Steven Ditchkoff, in his Foreword, tells the reader that “in some parts of Texas [pigs] are the second greatest predator of livestock (the greatest being the coyote), usually consuming newborn animals. Most of these predations go unnoticed, because pigs consume the entire carcass.” They have even been known to break into houses looking for food.
Erskine Caldwell wrote of people being killed and eaten by pigs. Apparently this was not impossible.
Ditchkoff also tells us pigs sexually mature at 8 months and can have 2 litters per year of 4-5 piglets.
Pigs apparently breed like rabbits.
So it is difficult to control them, and where National Parks don’t allow civilian hunters, paid professionals are sent in to kill them, wholesale. Often the carcasses are just left to rot.
Mark Bailey, a conservationist, hates wild pigs. In his Foreword he says he would like to “pull the trigger on the last feral pig in the South.” The wild pig is “an invasive, ecological nightmare, a scourge on the landscape.…”

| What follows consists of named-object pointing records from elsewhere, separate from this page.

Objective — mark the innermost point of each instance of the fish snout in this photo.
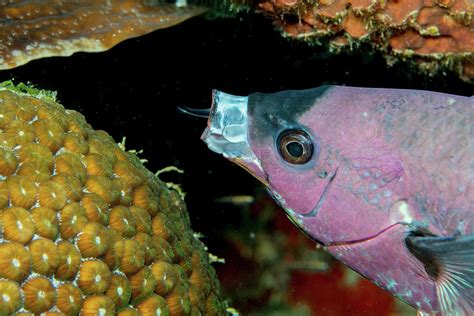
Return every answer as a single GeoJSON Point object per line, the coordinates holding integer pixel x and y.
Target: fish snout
{"type": "Point", "coordinates": [227, 132]}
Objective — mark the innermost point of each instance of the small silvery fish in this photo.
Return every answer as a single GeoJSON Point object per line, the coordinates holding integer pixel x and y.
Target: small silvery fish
{"type": "Point", "coordinates": [382, 178]}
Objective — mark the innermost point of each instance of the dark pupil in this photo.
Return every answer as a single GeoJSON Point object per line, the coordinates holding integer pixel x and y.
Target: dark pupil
{"type": "Point", "coordinates": [295, 149]}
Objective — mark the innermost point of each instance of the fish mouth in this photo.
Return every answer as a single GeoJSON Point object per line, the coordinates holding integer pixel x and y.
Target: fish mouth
{"type": "Point", "coordinates": [227, 132]}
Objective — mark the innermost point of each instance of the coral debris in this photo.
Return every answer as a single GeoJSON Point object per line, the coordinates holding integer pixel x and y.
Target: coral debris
{"type": "Point", "coordinates": [88, 229]}
{"type": "Point", "coordinates": [434, 34]}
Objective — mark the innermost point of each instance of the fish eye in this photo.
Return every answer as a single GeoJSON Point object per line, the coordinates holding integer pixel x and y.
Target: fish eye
{"type": "Point", "coordinates": [295, 146]}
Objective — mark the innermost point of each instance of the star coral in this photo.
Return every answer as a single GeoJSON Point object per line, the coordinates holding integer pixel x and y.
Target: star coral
{"type": "Point", "coordinates": [64, 249]}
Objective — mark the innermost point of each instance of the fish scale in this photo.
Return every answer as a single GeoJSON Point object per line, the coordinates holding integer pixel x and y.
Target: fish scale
{"type": "Point", "coordinates": [383, 178]}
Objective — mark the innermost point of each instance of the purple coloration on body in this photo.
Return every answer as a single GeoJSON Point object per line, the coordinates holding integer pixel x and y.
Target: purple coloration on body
{"type": "Point", "coordinates": [383, 178]}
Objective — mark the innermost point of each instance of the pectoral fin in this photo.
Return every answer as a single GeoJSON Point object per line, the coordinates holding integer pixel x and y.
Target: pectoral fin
{"type": "Point", "coordinates": [450, 262]}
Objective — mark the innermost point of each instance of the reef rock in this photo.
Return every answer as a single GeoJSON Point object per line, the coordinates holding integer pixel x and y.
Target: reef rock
{"type": "Point", "coordinates": [434, 34]}
{"type": "Point", "coordinates": [35, 29]}
{"type": "Point", "coordinates": [84, 227]}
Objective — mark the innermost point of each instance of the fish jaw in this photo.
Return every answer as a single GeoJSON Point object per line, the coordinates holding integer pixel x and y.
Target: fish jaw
{"type": "Point", "coordinates": [385, 260]}
{"type": "Point", "coordinates": [227, 132]}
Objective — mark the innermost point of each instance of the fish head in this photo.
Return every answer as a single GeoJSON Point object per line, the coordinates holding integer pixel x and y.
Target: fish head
{"type": "Point", "coordinates": [263, 134]}
{"type": "Point", "coordinates": [330, 158]}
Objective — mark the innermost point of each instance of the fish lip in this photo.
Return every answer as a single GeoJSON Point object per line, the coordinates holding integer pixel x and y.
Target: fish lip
{"type": "Point", "coordinates": [361, 240]}
{"type": "Point", "coordinates": [227, 132]}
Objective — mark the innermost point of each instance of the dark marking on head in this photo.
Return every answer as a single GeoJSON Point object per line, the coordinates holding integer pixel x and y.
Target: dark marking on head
{"type": "Point", "coordinates": [428, 259]}
{"type": "Point", "coordinates": [272, 113]}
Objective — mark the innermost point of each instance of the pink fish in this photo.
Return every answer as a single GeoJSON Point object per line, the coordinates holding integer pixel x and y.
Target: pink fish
{"type": "Point", "coordinates": [382, 178]}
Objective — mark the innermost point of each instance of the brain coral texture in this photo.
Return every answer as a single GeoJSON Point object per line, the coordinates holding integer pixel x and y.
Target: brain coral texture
{"type": "Point", "coordinates": [434, 34]}
{"type": "Point", "coordinates": [85, 228]}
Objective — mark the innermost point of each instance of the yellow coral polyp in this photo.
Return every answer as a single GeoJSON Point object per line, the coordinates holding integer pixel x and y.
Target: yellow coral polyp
{"type": "Point", "coordinates": [10, 298]}
{"type": "Point", "coordinates": [17, 225]}
{"type": "Point", "coordinates": [147, 244]}
{"type": "Point", "coordinates": [74, 143]}
{"type": "Point", "coordinates": [15, 261]}
{"type": "Point", "coordinates": [165, 277]}
{"type": "Point", "coordinates": [93, 240]}
{"type": "Point", "coordinates": [46, 222]}
{"type": "Point", "coordinates": [96, 208]}
{"type": "Point", "coordinates": [69, 299]}
{"type": "Point", "coordinates": [120, 290]}
{"type": "Point", "coordinates": [44, 256]}
{"type": "Point", "coordinates": [52, 195]}
{"type": "Point", "coordinates": [23, 191]}
{"type": "Point", "coordinates": [72, 219]}
{"type": "Point", "coordinates": [39, 294]}
{"type": "Point", "coordinates": [94, 277]}
{"type": "Point", "coordinates": [122, 221]}
{"type": "Point", "coordinates": [69, 261]}
{"type": "Point", "coordinates": [154, 305]}
{"type": "Point", "coordinates": [98, 305]}
{"type": "Point", "coordinates": [130, 256]}
{"type": "Point", "coordinates": [8, 162]}
{"type": "Point", "coordinates": [86, 228]}
{"type": "Point", "coordinates": [49, 134]}
{"type": "Point", "coordinates": [143, 284]}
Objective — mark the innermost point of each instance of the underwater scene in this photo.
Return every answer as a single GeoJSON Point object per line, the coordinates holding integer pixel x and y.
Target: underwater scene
{"type": "Point", "coordinates": [234, 157]}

We learn that pigs were introduced in America by Spanish sailors, on islands usually, in the 16th century. Now 20 states have wild pigs. Some escape from farms. Some are released by farmers if the price of pork falls too low and some are let loose so hunters can stalk and kill them, although these tend to come to baited sites and are semi-tame.
One learns a lot of unusual information about wild pigs, but all the above is from the first few pages. Then there are the chapters on the actual hunts, way too similar to one another for anyone but a fellow pig-hunter. Hainds travels to the site, usually rising abominably early, suffers either heat, mosquitoes, and water moccasins, or rain and freezing weather, and kills a pig or several with little or a lot of difficulty. Unlike the professional exterminators, Hainds does butcher and eat them.
On a couple of occasions he hunts with bow and arrow, but even here he waits up a ladder stand or in a blind. Sometimes there are dogs which chase and corner the pig and then the guide seizes the pig by the hindquarters, after which, Hainds reports: “I plunged the knife into the pig’s side..…Hot blood splashed over my hand.…”
On the Hawaiian hunt the dogs themselves love the chase so much they will die of heat stroke if not stopped in time.
This book reminded me of those on football seasons, where each quarter of each game is summarized. Like those, the play-by-play narration of “Year of the Pig” is for fans only.